One lesson in this analysis is how to identify informational infrastructure within an organization. Therefore, this knowledge is essential in helping to determine an institution’s critical infrastructure assets including data, hardware, networks as well as software in application. The second lesson involves how to elucidate or explain infrastructure vulnerabilities to various threats and risks. Through this assessment, various critical infrastructure threats have been assessed. For instance, computer hardware is susceptible to risks of technical failure. Another lesson relates to the various strategies of protecting informational infrastructure through physical and protective measures. The measures ensure continuous business operations without disruptions and prevent loss or compromise of sensitive data.

Recommendations

  1. Financial institutions should employ an integrated approach in handling informational infrastructure threats. This will be an effective strategy in supporting security efforts on the critical infrastructure. Moreover, an integrated approach will fully assess the possible consequences of operational disruptions advanced by cyber threats and incidents. The approach will be effective in facilitating proper decisions to strengthen infrastructure resilience and security, as well as recovery and response efforts during incidents.
  2. Financial institutions should consider failures in non-technical functions such as the human actors’ mistakes, organizational and managerial failures. Most technological systems’ incidents have been largely associated with operator error. The majority of incidents result from a diverse blend of multiple factors that result from failing to consider human factors. Errors and failures generate from sophisticated operational processes, non-responsive managerial systems, poor response systems, ineffective training and non-adaptive organizational designs. For this reason, considering human factors including the organizational and managerial failures is crucial in ensuring an all-inclusive way of managing threats.

 

 

 

References

Carlyle, M., Wood, K., & Brown, G. (2011).
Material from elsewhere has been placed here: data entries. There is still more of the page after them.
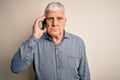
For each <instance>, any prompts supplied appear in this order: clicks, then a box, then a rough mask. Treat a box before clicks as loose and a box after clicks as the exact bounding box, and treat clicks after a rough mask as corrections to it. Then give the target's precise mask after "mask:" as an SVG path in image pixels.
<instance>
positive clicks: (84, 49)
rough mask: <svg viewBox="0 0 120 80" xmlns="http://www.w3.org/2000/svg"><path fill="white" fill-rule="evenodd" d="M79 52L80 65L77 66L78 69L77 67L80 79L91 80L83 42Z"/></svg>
mask: <svg viewBox="0 0 120 80" xmlns="http://www.w3.org/2000/svg"><path fill="white" fill-rule="evenodd" d="M80 52H81V55H82V58H81V60H80V66H79V69H78V71H79V76H80V80H91V78H90V71H89V67H88V61H87V57H86V52H85V45H84V43H83V46H82V48H81V51H80Z"/></svg>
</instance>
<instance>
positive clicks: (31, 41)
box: [11, 35, 37, 73]
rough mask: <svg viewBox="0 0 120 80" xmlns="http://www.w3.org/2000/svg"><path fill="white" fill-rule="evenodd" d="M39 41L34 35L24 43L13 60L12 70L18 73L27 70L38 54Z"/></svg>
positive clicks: (14, 57)
mask: <svg viewBox="0 0 120 80" xmlns="http://www.w3.org/2000/svg"><path fill="white" fill-rule="evenodd" d="M36 47H37V39H36V38H35V37H34V36H33V35H32V36H31V37H30V38H29V39H28V40H27V41H26V42H24V43H23V44H22V45H21V47H20V49H19V50H18V52H17V53H16V54H15V56H14V57H13V59H12V62H11V70H12V72H15V73H18V72H21V71H23V70H25V69H26V68H27V67H28V66H29V65H30V64H31V63H32V61H33V54H34V53H35V52H36Z"/></svg>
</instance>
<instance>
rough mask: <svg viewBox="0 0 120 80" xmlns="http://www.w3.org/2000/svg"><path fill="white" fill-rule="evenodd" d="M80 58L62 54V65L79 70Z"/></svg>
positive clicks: (67, 67)
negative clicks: (78, 68)
mask: <svg viewBox="0 0 120 80" xmlns="http://www.w3.org/2000/svg"><path fill="white" fill-rule="evenodd" d="M79 61H80V60H79V58H78V57H74V56H65V55H64V56H63V55H62V56H60V67H61V68H63V69H66V70H67V69H69V70H77V69H78V67H79Z"/></svg>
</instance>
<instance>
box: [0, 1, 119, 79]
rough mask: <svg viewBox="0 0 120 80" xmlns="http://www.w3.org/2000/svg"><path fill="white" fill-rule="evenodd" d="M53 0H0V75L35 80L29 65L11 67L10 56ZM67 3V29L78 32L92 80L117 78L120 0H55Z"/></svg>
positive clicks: (118, 69)
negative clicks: (32, 25)
mask: <svg viewBox="0 0 120 80" xmlns="http://www.w3.org/2000/svg"><path fill="white" fill-rule="evenodd" d="M50 1H53V0H0V79H1V80H34V73H33V71H32V68H31V67H30V68H28V69H27V70H25V71H23V72H22V73H20V74H14V73H12V72H11V71H10V66H11V59H12V57H13V55H14V54H15V53H16V51H17V50H18V48H19V47H20V45H21V44H22V42H23V41H25V40H27V39H28V38H29V36H30V35H31V32H32V25H33V23H34V20H35V19H36V18H37V17H38V16H40V15H42V14H43V12H44V8H45V6H46V5H47V4H48V3H49V2H50ZM58 1H60V2H62V3H63V4H64V5H65V6H66V13H67V25H66V31H68V32H71V33H73V34H76V35H78V36H80V37H81V38H82V39H83V40H84V41H85V44H86V52H87V57H88V62H89V67H90V72H91V78H92V80H120V0H58Z"/></svg>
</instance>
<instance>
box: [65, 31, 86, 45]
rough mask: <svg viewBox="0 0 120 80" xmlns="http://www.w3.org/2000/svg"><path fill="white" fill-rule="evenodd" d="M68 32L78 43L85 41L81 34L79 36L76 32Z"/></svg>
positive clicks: (80, 42) (70, 35) (70, 38)
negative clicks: (74, 33)
mask: <svg viewBox="0 0 120 80" xmlns="http://www.w3.org/2000/svg"><path fill="white" fill-rule="evenodd" d="M66 33H67V35H68V36H69V38H70V39H72V40H75V41H77V42H78V43H84V40H83V39H82V38H81V37H80V36H77V35H75V34H71V33H68V32H66Z"/></svg>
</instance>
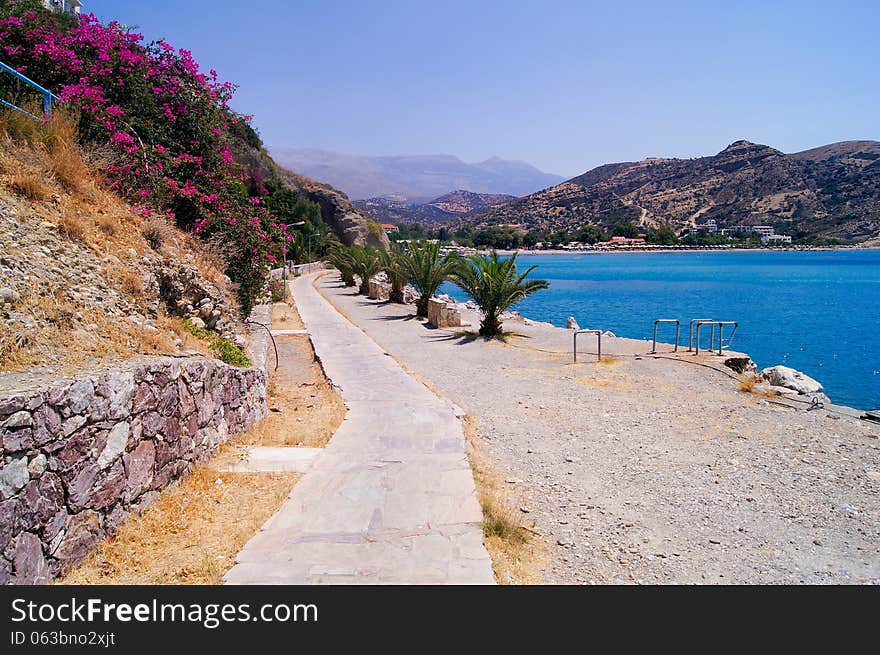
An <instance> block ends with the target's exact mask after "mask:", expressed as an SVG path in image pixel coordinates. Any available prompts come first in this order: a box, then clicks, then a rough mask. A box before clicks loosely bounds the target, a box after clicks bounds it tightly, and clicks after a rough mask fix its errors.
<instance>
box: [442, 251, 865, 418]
mask: <svg viewBox="0 0 880 655" xmlns="http://www.w3.org/2000/svg"><path fill="white" fill-rule="evenodd" d="M517 263H519V264H520V265H521V268H524V267H525V266H528V265H532V264H537V266H538V268H537V269H536V270H535V272H534V273H533V276H535V277H539V278H544V279H546V280H548V281H549V282H550V289H549V290H547V291H542V292H539V293H537V294H534V295H533V296H531V297H529V298H527V299H526V300H524V301H522V302H521V303H520V304H519V305H517V306H516V307H515V309H516V310H518V311H519V312H521V313H522V314H523V315H524V316H527V317H528V318H531V319H534V320H539V321H549V322H551V323H553V324H554V325H557V326H560V327H563V326H565V321H566V318H567V317H568V316H574V317H575V319H577V321H578V323H579V324H580V326H581V327H582V328H592V329H596V328H601V329H603V330H611V331H612V332H614V333H615V334H616V335H618V336H622V337H630V338H634V339H651V335H652V331H653V322H654V319H657V318H677V319H680V320H681V322H682V330H681V343H682V344H683V345H684V346H685V347H687V338H688V328H687V322H688V321H689V320H690V319H692V318H704V317H709V318H713V319H715V320H723V321H738V322H739V329H738V331H737V333H736V336H735V338H734V341H733V344H732V348H733V349H734V350H738V351H740V352H745V353H748V354H749V355H751V357H752V359H753V360H754V361H755V362H756V363H757V365H758V366H759V367H760V368H764V367H767V366H773V365H776V364H784V365H786V366H791V367H792V368H795V369H798V370H799V371H803V372H804V373H806V374H807V375H810V376H811V377H814V378H816V379H817V380H819V382H821V383H822V384H823V385H824V386H825V392H826V393H827V394H828V395H829V396H830V397H831V399H832V401H833V402H835V403H837V404H841V405H849V406H851V407H856V408H858V409H874V408H880V251H878V250H838V251H811V252H793V251H783V252H770V251H734V252H729V251H728V252H702V251H696V252H694V251H691V252H678V253H619V254H618V253H609V254H577V255H531V254H523V255H520V256H519V258H518V260H517ZM446 291H447V292H449V293H450V295H452V296H453V297H455V294H456V292H458V295H459V297H461V295H462V294H461V291H460V290H458V289H455V288H447V289H446ZM674 329H675V328H674V326H668V325H667V326H661V328H660V330H661V331H660V333H659V335H658V340H659V341H664V342H669V343H671V342H672V341H673V340H674V334H675V333H674ZM728 329H729V328H728ZM725 332H726V333H727V330H725ZM704 341H706V342H707V341H708V336H706V337H704Z"/></svg>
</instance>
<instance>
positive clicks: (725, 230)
mask: <svg viewBox="0 0 880 655" xmlns="http://www.w3.org/2000/svg"><path fill="white" fill-rule="evenodd" d="M736 233H740V234H759V235H761V237H769V236H770V235H772V234H773V233H774V231H773V228H772V227H770V226H769V225H732V226H731V227H728V228H725V229H723V230H721V234H736Z"/></svg>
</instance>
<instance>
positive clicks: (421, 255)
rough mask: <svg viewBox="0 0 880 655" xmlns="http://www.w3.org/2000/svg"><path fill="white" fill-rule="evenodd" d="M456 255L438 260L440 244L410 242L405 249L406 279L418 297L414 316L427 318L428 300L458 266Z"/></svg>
mask: <svg viewBox="0 0 880 655" xmlns="http://www.w3.org/2000/svg"><path fill="white" fill-rule="evenodd" d="M458 261H459V258H458V257H457V256H456V255H447V256H446V257H443V258H442V259H441V258H440V243H439V242H436V243H431V242H429V241H419V242H417V243H414V242H410V243H408V244H407V249H406V268H407V277H408V278H409V281H410V283H411V284H412V285H413V286H414V287H415V288H416V291H418V292H419V294H420V296H419V298H418V300H416V314H417V315H418V316H425V317H427V316H428V300H430V299H431V296H433V295H434V294H435V293H436V291H437V289H439V288H440V285H441V284H443V283H444V282H446V280H448V279H449V276H450V275H452V273H453V272H454V271H455V269H456V268H457V266H458Z"/></svg>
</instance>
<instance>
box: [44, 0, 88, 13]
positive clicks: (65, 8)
mask: <svg viewBox="0 0 880 655" xmlns="http://www.w3.org/2000/svg"><path fill="white" fill-rule="evenodd" d="M43 4H44V5H46V7H48V8H49V9H54V10H55V11H66V12H68V13H71V14H78V13H79V11H80V9H82V3H81V2H80V1H79V0H43Z"/></svg>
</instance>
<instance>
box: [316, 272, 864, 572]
mask: <svg viewBox="0 0 880 655" xmlns="http://www.w3.org/2000/svg"><path fill="white" fill-rule="evenodd" d="M316 285H317V287H318V289H319V290H320V292H321V293H323V294H324V295H325V297H327V298H328V299H329V300H330V301H331V302H332V303H333V304H334V305H335V306H336V307H337V308H338V309H339V310H340V311H341V312H342V313H344V314H345V315H346V316H347V317H348V318H349V320H351V321H353V322H354V323H356V324H357V325H358V326H359V327H360V328H361V329H363V330H364V332H365V333H366V334H367V335H369V336H370V337H372V338H373V339H374V340H375V341H376V342H377V343H378V344H379V345H380V346H381V347H382V348H384V349H385V350H386V351H387V352H388V353H389V354H390V355H391V356H393V357H394V358H395V359H396V360H397V361H398V362H400V363H401V364H402V365H403V366H404V367H405V368H406V369H408V370H409V371H410V372H412V373H413V374H414V375H415V376H416V377H417V378H419V379H421V380H422V381H423V382H424V383H426V384H427V385H429V386H430V388H432V389H433V390H434V391H435V392H436V393H438V394H440V395H442V396H444V397H446V398H448V399H449V400H451V401H452V402H454V403H456V404H458V405H459V406H460V407H461V408H463V410H464V411H465V412H466V413H467V414H468V415H470V416H472V417H473V418H474V419H475V420H476V421H477V423H478V426H479V432H480V435H481V439H482V441H483V442H484V444H485V446H486V449H487V450H488V452H489V453H490V455H491V457H492V458H493V460H494V461H495V463H496V465H497V466H498V467H499V468H501V469H502V470H503V471H504V475H505V476H506V480H507V483H508V485H509V487H510V489H511V492H512V493H513V494H514V496H515V497H516V499H517V503H518V505H519V508H520V512H521V514H522V517H523V522H524V523H528V524H530V525H531V524H534V525H535V529H536V531H537V532H539V533H540V534H541V536H542V538H543V539H544V540H545V541H546V543H547V544H548V548H549V550H550V561H549V564H548V565H547V567H546V570H545V571H544V581H545V582H548V583H880V500H878V497H880V496H878V491H880V440H878V438H877V435H878V433H880V425H877V424H873V423H869V422H866V421H862V420H858V419H855V418H852V417H851V416H847V415H845V414H839V413H836V412H832V411H827V410H815V411H804V410H801V409H791V408H788V407H783V406H780V405H777V404H774V403H773V402H772V399H768V398H766V397H764V396H762V395H758V394H754V393H748V392H742V391H739V390H738V387H739V380H738V379H737V376H736V374H735V373H733V372H732V371H730V370H729V369H726V367H724V366H723V364H722V363H721V362H722V361H723V358H719V357H717V356H714V355H709V354H707V355H702V356H701V357H699V358H697V357H694V356H693V355H691V354H687V353H681V352H680V353H679V354H677V355H674V354H672V353H670V352H664V351H669V350H671V346H666V347H661V348H658V350H659V351H661V352H660V354H659V356H658V357H654V356H651V355H649V354H648V353H649V351H650V350H651V344H650V343H649V342H643V341H636V340H630V339H621V338H605V339H603V344H602V347H603V353H607V354H608V355H610V356H611V357H610V358H609V359H607V360H605V361H603V362H602V363H598V362H597V361H596V357H595V355H593V356H590V355H588V354H586V353H589V352H593V353H595V337H593V336H585V337H583V346H582V347H583V352H584V353H585V354H583V355H581V356H580V357H579V361H578V363H577V364H574V363H572V357H571V332H570V331H568V330H564V329H560V328H554V327H552V326H548V325H547V324H541V323H530V324H526V323H523V322H509V323H506V324H505V328H506V329H507V330H509V331H511V332H512V334H510V335H509V336H508V337H507V338H506V340H505V342H500V341H488V342H487V341H485V340H483V339H481V338H477V337H476V335H475V334H474V333H473V332H472V331H469V330H471V328H454V329H448V330H440V329H433V328H430V327H429V326H428V325H427V324H425V323H424V322H423V321H422V320H420V319H416V318H415V316H414V314H415V309H414V307H412V306H406V305H395V304H390V303H385V302H380V301H374V300H368V299H367V298H365V297H363V296H358V295H355V293H354V291H353V290H352V289H351V288H344V287H342V286H341V285H340V284H339V282H338V278H337V277H336V275H335V274H332V273H331V274H329V275H327V276H325V277H323V278H321V279H320V280H319V281H318V282H317V283H316ZM464 318H465V320H469V321H470V322H471V323H472V324H473V325H476V324H477V320H476V316H475V315H473V314H471V315H469V316H466V317H464ZM609 327H610V328H611V329H612V330H613V326H609Z"/></svg>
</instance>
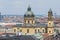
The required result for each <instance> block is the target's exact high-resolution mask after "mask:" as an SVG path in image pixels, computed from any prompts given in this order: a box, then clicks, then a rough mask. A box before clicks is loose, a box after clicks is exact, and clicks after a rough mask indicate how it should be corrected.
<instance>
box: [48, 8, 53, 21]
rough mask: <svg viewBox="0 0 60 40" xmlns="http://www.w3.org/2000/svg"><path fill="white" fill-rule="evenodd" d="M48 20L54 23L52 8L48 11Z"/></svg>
mask: <svg viewBox="0 0 60 40" xmlns="http://www.w3.org/2000/svg"><path fill="white" fill-rule="evenodd" d="M48 20H49V21H52V20H53V13H52V10H51V8H50V9H49V11H48Z"/></svg>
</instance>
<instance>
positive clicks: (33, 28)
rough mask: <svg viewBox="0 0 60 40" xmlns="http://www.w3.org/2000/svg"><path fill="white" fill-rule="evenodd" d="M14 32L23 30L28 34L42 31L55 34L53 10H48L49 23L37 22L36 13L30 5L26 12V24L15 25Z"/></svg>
mask: <svg viewBox="0 0 60 40" xmlns="http://www.w3.org/2000/svg"><path fill="white" fill-rule="evenodd" d="M13 30H14V32H15V33H16V32H21V33H22V34H24V35H26V34H28V35H33V34H35V33H39V32H41V33H42V34H45V33H47V34H49V35H53V33H54V22H53V12H52V10H51V9H50V10H49V11H48V20H47V24H44V23H43V24H42V23H37V22H36V20H35V15H34V13H33V12H32V10H31V7H30V6H29V7H28V8H27V12H26V13H25V14H24V24H23V25H22V26H18V25H17V26H15V27H13Z"/></svg>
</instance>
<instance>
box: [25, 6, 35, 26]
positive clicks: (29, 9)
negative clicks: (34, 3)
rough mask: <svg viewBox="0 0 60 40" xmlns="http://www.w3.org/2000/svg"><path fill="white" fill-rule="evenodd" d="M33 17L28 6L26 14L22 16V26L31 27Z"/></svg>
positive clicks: (30, 7)
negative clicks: (23, 23) (26, 25)
mask: <svg viewBox="0 0 60 40" xmlns="http://www.w3.org/2000/svg"><path fill="white" fill-rule="evenodd" d="M34 19H35V15H34V14H33V12H32V11H31V7H30V6H28V8H27V12H26V13H25V14H24V25H25V26H26V25H28V26H33V25H34V24H35V20H34Z"/></svg>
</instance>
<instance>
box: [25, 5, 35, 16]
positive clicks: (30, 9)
mask: <svg viewBox="0 0 60 40" xmlns="http://www.w3.org/2000/svg"><path fill="white" fill-rule="evenodd" d="M24 17H34V14H33V12H32V11H31V7H30V6H29V7H28V9H27V12H26V13H25V15H24Z"/></svg>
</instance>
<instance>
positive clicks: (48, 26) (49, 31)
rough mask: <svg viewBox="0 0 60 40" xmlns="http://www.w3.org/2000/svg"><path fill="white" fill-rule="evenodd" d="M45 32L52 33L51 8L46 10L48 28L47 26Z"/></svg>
mask: <svg viewBox="0 0 60 40" xmlns="http://www.w3.org/2000/svg"><path fill="white" fill-rule="evenodd" d="M47 33H48V34H49V35H52V34H53V33H54V22H53V12H52V10H51V9H50V10H49V11H48V28H47Z"/></svg>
Analyzing the Vulnerability of Critical             Infrastructure to Attack and Planning Defenses. Technological Management Journals,         3(1):1-23.

Eun-suk, C., Robles, R., & Min-kyu, C. (2013). Common Threats and Vulnerabilities of Critical        Infrastructures. International Journal of Control and Automation, 1(4):17-22.

Rowe, N. (2012). Cyber-Attacks. Retrieved from http://faculty.nps.edu/ncrowe/edg_attacks.htm

Snow, G. (2011). The Cyber Threat to the Financial Sector. Retrieved from             http://www.fbi.gov/news/testimony/cyber-security-threats-to-the-financial-sector

Stagnetto-Sarmiento, C. (2010). Critical Infrastructures and Cyber Terrorism. Infrastructure Technologies, Management and Policy, 1(1):1-20.

Tront, J., & Marchany, R. (2012). E-Commerce Security Issues. International Conference on             System Sciences Journal, 1(1):1-9.